AquaWatch combines an extensive network of Earth observation satellites with ground-based sensors, modelling and advanced analytics to provide close to real-time updates and facilitate improved management of waterways.
The AquaWatch project aims to protect drinking water reservoirs, recreational waterways and critical ecosystems such as the Great Barrier Reef.
Hunter Water Acting Group Manager Water Operations, Dr Abigail Morrow, said Hunter Water was excited to be involved.
“We’re one of several water utilities, research and government groups from across Australia taking part, with Grahamstown Dam and the Williams River the focus locations for the trial locally.
“We’ve deployed an ultra high-resolution camera in Grahamstown Dam to calibrate the satellite data, which will give us a clearer picture of water quality in the dam.
“Rather than relying on weekly samples collected at discrete points, we will have a daily assessment of water quality across the entire 180 gigalitre, 28 square kilometre dam, which will help to safeguard our drinking water through early warnings of potential water quality issues.
“We’re committed to continuously improving the way we do things.

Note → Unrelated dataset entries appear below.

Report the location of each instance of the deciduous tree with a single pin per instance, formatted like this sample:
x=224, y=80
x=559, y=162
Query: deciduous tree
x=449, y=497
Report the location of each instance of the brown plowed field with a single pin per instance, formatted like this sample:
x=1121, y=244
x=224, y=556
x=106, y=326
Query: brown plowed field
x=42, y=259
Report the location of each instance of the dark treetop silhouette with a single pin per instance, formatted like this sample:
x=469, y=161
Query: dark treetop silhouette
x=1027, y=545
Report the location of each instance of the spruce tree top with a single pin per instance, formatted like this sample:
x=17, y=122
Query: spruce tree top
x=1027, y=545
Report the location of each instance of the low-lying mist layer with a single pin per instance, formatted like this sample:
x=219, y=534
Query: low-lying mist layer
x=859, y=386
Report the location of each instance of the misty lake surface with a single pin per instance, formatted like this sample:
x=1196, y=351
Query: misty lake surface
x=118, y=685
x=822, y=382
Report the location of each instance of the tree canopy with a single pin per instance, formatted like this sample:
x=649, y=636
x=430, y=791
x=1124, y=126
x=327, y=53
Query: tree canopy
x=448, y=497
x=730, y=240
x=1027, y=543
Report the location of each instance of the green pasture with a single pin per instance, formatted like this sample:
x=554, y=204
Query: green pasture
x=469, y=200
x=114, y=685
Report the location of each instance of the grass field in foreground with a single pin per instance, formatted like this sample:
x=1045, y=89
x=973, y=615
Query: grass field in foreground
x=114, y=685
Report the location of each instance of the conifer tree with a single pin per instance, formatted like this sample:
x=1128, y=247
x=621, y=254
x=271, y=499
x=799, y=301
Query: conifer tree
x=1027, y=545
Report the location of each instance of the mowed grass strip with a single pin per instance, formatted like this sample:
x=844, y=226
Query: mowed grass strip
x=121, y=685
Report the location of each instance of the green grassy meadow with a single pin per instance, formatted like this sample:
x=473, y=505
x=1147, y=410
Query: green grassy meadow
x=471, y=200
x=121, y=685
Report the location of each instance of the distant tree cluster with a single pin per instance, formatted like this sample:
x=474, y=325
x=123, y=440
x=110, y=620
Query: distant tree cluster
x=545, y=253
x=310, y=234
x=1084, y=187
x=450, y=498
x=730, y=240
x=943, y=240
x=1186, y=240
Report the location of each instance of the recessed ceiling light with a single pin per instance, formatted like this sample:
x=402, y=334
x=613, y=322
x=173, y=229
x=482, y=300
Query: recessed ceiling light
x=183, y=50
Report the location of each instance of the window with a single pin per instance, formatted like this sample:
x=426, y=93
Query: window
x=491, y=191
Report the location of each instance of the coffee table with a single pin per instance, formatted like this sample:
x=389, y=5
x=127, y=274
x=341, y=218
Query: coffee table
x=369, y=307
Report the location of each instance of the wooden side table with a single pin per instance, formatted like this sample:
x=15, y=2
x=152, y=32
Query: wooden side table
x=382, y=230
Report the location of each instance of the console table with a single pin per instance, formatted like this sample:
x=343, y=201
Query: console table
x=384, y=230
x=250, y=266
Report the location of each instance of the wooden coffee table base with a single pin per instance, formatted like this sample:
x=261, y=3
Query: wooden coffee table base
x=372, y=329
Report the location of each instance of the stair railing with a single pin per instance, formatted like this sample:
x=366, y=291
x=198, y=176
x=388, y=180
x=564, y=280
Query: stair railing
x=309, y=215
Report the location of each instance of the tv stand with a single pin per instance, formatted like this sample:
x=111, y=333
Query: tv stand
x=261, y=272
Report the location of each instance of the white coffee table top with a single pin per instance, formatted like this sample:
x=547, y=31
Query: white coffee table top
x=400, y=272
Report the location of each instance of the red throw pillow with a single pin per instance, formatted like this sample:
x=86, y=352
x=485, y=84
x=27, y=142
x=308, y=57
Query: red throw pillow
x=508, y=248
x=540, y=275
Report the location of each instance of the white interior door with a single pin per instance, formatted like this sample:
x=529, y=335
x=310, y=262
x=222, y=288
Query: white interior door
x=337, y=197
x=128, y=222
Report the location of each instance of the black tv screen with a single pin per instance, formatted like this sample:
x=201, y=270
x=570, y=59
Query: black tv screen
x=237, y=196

In future, this technology has the potential to inform how we pump water into the dam from the Williams River, helping us to continue to protect water quality and provide a safe and secure water supply for the region,” said Dr Morrow.
AquaWatch involves government, industry and research bodies collaborating to boost Australia’s capability in earth observation and aquatic environmental monitoring and management.
The trial has extended to locations in India, USA, Malaysia, Chile, Colombia, Vietnam and Indonesia.